Teplitz

Teplitz.

Teplitz, 1) (1895 bis 1918 Teplitz-Schönau, jetzt Teplice in Tschechien) Stadt und berühmter Kurort in Böhmen, 230 m ü. M., in dem reizenden, zwischen dem Erzgebirge und dem böhmischen Mittelgebirge sich ausbreitenden Bielatal, an der Aussig–Teplitzer Eisenbahn (Linien Aussig–Teplitz–Komotau und Teplitz–Reichenberg) und der Staatsbahnlinie Bodenbach–Komotau gelegen, Sitz einer Bezirkshauptmannschaft, eines Bezirksgerichts und Revierbergamtes, hat eine Dechanteikirche (1700 umgebaut), eine gotische, 1877 von Ferstel erbaute Kirche (in Schönau), eine evangelische Kirche (1864), eine Synagoge (1882), ein Schloss des Fürsten Clary (1751) mit einer Schlosskirche (1790) und schönem Park, ein ehemaliges Rathaus (1805), ein neues Stadthaus, ein Obergymnasium, eine Realschule, Fachschule für Tonindustrie, Handelslehranstalt, ein Elektrotechnikum, ein privates Mädchengymnasium, ein Museum, ein schönes Stadttheater (1874), Filialen der Österreichisch-Ungarischen Bank und anderer Banken, eine Sparkasse, ein österreichisches, ein sächsisches und ein preußisches Militärbadeinstitut, drei Spitäler, elektrische Straßenbahn und (1900) mit dem 1895 mit Teplitz vereinigten Badeort Schönau 24.420 deutsche Einwohner. Begünstigt durch die in der Umgegend befindlichen reichen Braunkohlenlager (1905 wurden im Revierbergamtsbezirk Teplitz 27,2 Mill. metr. Ztr. Kohlen gefördert; vgl. Schneider, Der Braunkohlenbergbau in den Revierbergamtsbezirken Teplitz, Brüx und Komotau, Teplitz 1899), hat Teplitz auch zahlreiche Industrieunternehmungen, insbes. Fabriken für Wirkwaren, Baumwoll-, Schafwoll- und Gummiwaren, Spitzen, Hüte, Krawatten, chemische Produkte, Asphalterzeugnisse, Seife, Kalk, Glas, Tonwaren, Spiritus, Mehl, Schokolade und Kanditen, Teigwaren, Bretter, Möbel, Klaviere, Maschinen, Metallgalanteriewaren, Kartonnagen, eine Gasanstalt und ein Elektrizitätswerk.

Die Heilquellen von Teplitz-Schönau (die Stadtbadquellen, nämlich die Urquelle und die Frauenbadquelle, 48°, die Steinbadquelle 34,6°, die Stephansquelle 36,75° in Teplitz, die Schlangenbadquelle 39° und die Neubadquelle 44,75° in Schönau) führen meist alkalisch-salinisches Wasser, mit nur geringen festen Bestandteilen, vorzugsweise doppeltkohlensaurem Natron (vgl. die Tabelle »Mineralwässer VIII a«).
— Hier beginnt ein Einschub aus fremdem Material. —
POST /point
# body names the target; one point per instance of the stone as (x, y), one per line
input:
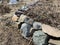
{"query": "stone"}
(52, 31)
(18, 13)
(37, 25)
(22, 18)
(13, 2)
(25, 28)
(39, 38)
(14, 18)
(29, 21)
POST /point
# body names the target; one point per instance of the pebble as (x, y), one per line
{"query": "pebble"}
(37, 25)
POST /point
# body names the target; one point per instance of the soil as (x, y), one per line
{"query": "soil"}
(44, 11)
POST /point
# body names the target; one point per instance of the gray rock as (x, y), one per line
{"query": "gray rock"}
(29, 21)
(39, 38)
(37, 25)
(25, 28)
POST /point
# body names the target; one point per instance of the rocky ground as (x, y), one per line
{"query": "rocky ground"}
(44, 11)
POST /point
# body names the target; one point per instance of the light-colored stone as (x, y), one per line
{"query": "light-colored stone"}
(22, 18)
(37, 25)
(14, 18)
(25, 28)
(39, 37)
(29, 21)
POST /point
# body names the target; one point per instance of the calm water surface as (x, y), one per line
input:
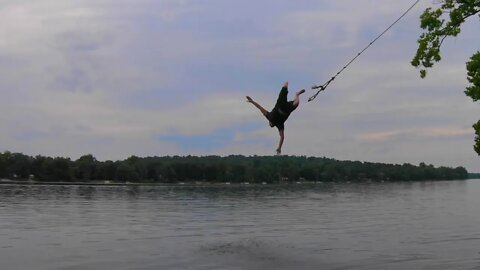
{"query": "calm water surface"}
(433, 225)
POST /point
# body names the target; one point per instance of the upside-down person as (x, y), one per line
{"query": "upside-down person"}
(280, 113)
Das Wasser ist farblos und hat einen matten Geschmack. Die Quellen werden fast ausschließlich zum Baden gebraucht und zwar vorzugsweise gegen chronischen Rheumatismus, Gicht, Lähmungen, Neuralgien, Muskelerkrankungen, Beinfraß, Gelenkkrankheiten, endlich insbes. bei Behandlung der Folgen schwerer Verwundungen (»Bad der Krieger«). Die Urquelle dient auch zur Trinkkur. Andere Kurmittel sind: Moorbäder, Massage, Elektrizität, fremde Mineralwässer und Molken. Von den Quellen werden neun Badehäuser gespeist. Die Frequenz von Teplitz-Schönau belief sich 1903 auf 5735 Kurgäste. Jährlich werden etwa 1,8 Mill. Flaschen Thermalwasser versendet. Als Vergnügungsorte dienen der in der Mitte der Stadt gelegene Kurgarten, in dem sich das neue Stadttheater, die Trinkhallen, der Kursalon und das palastartige Kaiserbad (1871) befinden; der Schlosspark; die Königshöhe (264 m) mit dem Schießhaus, der Schlackenburg und dem Denkmal König Friedrich Wilhelms III. (1841); der Seumepark mit dem Denkmal Joh. Gottfr. Seumes (gest. 1810); der Kaiserpark; die Payer- und Humboldtanlagen; der Schlossberg, ein 393 m hoher Klingsteinfelsen mit Burgruinen; der Probstauer Park etc. Nordöstlich mit Teplitz zusammenhängend liegt der Industrieort Turn (s. d.), 8 km nordwestlich das mit Teplitz durch elektrische Straßenbahn verbundene Dorf Eichwald (s. d.).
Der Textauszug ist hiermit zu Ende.